Entre l'amour et l'horreur, juste la place d'un monde, le nôtre, abîme dont nous avons, hommes de peu, tout tenté. Et comment se fait-il que, lorsque passe une espérance, on lui fasse la peau comme des voyous ivres dans le fond d'une impasse tuent et retuent leur seule raison de vivre ? Appelez cela, si vous voulez, une tragédie, mais c'en serait alors la parodie sinistre, puisque le sang qu'on y répand n'a plus valeur de symbole : il bouillonne, il fume, et il pue pour de bon.Ou bien une tragédie baroque, parce que contaminée par le grotesque, le trompe-l'il et l'esprit d'épicier (voyons, rapport qualité-prix, que coûte l'espérance ?).

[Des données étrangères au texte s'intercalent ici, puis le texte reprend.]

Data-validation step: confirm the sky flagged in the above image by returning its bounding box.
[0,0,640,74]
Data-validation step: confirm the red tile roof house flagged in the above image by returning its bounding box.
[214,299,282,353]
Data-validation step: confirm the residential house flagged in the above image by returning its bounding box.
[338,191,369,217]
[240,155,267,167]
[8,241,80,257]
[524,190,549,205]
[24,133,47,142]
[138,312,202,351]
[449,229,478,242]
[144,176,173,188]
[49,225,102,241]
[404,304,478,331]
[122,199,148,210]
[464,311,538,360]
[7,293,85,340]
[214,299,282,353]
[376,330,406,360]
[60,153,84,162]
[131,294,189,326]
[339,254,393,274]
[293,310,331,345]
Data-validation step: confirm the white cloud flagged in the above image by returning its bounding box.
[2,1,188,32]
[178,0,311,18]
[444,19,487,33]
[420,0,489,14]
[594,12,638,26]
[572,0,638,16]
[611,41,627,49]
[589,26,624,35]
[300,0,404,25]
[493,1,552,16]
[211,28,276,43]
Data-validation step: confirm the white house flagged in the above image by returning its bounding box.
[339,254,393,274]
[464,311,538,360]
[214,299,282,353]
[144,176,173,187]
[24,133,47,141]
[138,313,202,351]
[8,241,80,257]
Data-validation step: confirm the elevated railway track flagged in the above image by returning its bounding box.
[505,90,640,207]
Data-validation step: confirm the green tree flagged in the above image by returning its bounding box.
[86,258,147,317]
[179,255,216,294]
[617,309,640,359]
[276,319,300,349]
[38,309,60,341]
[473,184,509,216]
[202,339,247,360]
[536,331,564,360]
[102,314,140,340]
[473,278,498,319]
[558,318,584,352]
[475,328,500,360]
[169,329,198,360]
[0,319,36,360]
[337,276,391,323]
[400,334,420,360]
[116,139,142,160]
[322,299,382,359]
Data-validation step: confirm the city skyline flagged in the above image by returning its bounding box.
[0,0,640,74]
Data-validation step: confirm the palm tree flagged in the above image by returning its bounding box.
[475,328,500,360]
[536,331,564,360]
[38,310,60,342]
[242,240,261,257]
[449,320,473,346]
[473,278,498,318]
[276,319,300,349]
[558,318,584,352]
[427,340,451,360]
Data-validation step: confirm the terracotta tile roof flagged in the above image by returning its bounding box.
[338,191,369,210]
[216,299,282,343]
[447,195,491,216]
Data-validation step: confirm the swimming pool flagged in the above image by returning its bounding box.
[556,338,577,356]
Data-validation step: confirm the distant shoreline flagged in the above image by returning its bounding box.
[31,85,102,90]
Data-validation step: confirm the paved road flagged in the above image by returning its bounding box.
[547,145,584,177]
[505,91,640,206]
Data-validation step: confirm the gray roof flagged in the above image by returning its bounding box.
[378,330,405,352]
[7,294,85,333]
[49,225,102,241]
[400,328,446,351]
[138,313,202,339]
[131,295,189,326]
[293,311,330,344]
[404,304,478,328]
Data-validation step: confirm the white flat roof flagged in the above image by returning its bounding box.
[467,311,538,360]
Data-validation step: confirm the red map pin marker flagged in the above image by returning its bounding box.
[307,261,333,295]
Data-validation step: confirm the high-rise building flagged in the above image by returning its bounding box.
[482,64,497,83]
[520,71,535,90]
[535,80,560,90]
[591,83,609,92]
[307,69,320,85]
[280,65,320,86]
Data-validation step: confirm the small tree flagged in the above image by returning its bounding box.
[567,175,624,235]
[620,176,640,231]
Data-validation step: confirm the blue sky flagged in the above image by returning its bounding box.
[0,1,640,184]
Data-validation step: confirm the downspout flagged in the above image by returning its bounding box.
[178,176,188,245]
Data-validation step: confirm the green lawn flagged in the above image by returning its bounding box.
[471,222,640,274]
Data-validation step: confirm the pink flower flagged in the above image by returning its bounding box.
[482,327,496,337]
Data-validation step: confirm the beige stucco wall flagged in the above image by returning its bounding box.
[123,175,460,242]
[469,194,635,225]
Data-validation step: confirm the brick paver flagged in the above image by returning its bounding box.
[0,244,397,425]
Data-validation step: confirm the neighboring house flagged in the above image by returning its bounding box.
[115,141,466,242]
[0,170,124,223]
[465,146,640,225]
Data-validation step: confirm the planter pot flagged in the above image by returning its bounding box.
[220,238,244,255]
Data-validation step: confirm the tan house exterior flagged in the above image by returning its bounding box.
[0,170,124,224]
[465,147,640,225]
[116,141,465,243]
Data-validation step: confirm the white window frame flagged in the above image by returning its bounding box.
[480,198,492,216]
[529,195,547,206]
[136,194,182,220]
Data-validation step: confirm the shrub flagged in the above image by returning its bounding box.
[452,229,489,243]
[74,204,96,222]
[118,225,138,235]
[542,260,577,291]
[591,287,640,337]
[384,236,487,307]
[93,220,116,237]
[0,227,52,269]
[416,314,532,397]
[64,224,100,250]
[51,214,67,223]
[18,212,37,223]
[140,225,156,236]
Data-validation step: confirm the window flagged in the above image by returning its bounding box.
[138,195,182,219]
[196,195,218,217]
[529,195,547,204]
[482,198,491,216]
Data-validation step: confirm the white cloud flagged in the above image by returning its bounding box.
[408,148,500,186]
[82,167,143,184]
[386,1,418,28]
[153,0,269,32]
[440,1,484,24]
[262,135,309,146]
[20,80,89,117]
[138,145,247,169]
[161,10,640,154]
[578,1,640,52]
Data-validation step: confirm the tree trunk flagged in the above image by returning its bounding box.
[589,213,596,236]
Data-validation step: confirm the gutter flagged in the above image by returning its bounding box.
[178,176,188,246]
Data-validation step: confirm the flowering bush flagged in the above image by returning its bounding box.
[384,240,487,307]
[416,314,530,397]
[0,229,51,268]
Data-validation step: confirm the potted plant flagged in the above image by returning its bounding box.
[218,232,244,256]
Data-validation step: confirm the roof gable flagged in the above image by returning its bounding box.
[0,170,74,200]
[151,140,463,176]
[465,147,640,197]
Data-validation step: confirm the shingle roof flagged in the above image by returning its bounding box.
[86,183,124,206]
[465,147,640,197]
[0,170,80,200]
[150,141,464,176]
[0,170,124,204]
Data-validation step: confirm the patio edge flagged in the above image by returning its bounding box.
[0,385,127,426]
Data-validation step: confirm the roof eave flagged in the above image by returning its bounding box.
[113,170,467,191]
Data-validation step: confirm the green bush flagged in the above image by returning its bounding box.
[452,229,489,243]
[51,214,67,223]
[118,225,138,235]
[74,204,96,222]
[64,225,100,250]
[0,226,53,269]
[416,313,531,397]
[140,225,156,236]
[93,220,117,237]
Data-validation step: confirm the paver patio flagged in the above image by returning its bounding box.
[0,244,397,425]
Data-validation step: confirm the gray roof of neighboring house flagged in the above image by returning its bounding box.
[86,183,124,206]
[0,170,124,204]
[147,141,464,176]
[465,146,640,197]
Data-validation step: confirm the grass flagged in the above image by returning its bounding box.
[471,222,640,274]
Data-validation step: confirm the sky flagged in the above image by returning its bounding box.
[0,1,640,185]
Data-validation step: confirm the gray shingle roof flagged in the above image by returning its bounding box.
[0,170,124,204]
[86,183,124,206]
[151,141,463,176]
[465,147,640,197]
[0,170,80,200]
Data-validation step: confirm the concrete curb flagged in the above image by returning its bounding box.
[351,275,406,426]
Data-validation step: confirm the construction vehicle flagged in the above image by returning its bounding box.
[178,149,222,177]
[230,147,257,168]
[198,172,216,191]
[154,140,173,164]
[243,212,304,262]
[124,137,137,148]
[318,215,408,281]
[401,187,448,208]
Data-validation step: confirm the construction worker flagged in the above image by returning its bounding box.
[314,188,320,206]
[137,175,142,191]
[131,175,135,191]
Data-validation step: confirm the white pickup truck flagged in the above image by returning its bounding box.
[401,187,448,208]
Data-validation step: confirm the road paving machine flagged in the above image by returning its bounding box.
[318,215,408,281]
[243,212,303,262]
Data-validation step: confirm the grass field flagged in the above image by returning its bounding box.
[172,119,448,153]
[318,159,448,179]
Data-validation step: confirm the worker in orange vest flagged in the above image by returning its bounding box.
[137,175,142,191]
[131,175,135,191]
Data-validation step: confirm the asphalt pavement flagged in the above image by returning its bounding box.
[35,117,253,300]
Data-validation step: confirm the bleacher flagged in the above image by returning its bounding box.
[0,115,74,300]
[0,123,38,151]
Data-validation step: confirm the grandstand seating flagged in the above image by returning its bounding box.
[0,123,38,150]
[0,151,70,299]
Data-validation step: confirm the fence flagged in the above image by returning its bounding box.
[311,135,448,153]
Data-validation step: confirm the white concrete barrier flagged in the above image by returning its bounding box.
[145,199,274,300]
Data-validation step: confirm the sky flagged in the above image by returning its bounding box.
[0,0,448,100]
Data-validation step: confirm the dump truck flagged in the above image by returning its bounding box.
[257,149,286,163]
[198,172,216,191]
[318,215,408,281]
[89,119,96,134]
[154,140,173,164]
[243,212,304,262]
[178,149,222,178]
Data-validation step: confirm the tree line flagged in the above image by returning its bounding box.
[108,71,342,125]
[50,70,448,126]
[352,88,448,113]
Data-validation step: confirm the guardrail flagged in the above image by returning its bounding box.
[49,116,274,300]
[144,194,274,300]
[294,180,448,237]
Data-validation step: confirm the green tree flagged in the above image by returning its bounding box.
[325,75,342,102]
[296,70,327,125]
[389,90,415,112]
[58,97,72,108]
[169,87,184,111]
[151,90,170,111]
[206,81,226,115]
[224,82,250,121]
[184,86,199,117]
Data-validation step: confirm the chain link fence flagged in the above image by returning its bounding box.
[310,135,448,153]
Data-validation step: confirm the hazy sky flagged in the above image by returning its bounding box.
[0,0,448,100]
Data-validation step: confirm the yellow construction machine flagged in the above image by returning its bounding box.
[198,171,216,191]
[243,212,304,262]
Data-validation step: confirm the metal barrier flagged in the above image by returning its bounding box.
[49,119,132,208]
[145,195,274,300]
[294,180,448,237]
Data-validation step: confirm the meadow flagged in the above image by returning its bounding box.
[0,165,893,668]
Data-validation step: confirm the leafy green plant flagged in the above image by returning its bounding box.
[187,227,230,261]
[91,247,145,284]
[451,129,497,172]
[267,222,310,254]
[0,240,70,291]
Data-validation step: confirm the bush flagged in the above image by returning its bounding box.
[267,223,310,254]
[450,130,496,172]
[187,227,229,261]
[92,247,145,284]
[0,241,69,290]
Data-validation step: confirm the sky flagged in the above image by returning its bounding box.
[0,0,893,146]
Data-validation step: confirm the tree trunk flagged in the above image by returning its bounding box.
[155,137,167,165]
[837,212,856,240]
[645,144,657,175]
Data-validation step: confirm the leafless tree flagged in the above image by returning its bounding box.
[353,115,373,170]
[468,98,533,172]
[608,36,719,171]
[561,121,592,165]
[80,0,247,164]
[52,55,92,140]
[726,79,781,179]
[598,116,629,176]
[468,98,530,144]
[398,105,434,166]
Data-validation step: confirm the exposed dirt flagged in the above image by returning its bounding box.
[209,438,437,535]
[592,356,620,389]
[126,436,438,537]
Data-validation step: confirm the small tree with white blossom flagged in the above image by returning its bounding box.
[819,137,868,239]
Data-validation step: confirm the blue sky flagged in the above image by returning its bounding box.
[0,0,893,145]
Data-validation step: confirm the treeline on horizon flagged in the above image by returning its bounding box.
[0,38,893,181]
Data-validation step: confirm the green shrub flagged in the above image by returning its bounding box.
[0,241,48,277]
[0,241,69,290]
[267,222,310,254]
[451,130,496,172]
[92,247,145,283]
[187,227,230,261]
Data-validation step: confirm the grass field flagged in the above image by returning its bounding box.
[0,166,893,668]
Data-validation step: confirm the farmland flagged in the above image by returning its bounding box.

A cette aune, La lune des pauvres est une tragédie baroque. C'est l'histoire de deux types, braves et vulgaires, voués au non-lieu de leur pauvreté, fort embarrassés de cette immérité beauté qui leur tombe entre les mains, l'étrangère ironique et tendre qui vient là pour mourir. Ils s'y prennent comme des manches et la tuent au hasard, sans savoir s'ils l'aimaient. C'est pathétique et bête comme la colère du fou qui hurle contre la pierre où il s'est brisé l'orteil.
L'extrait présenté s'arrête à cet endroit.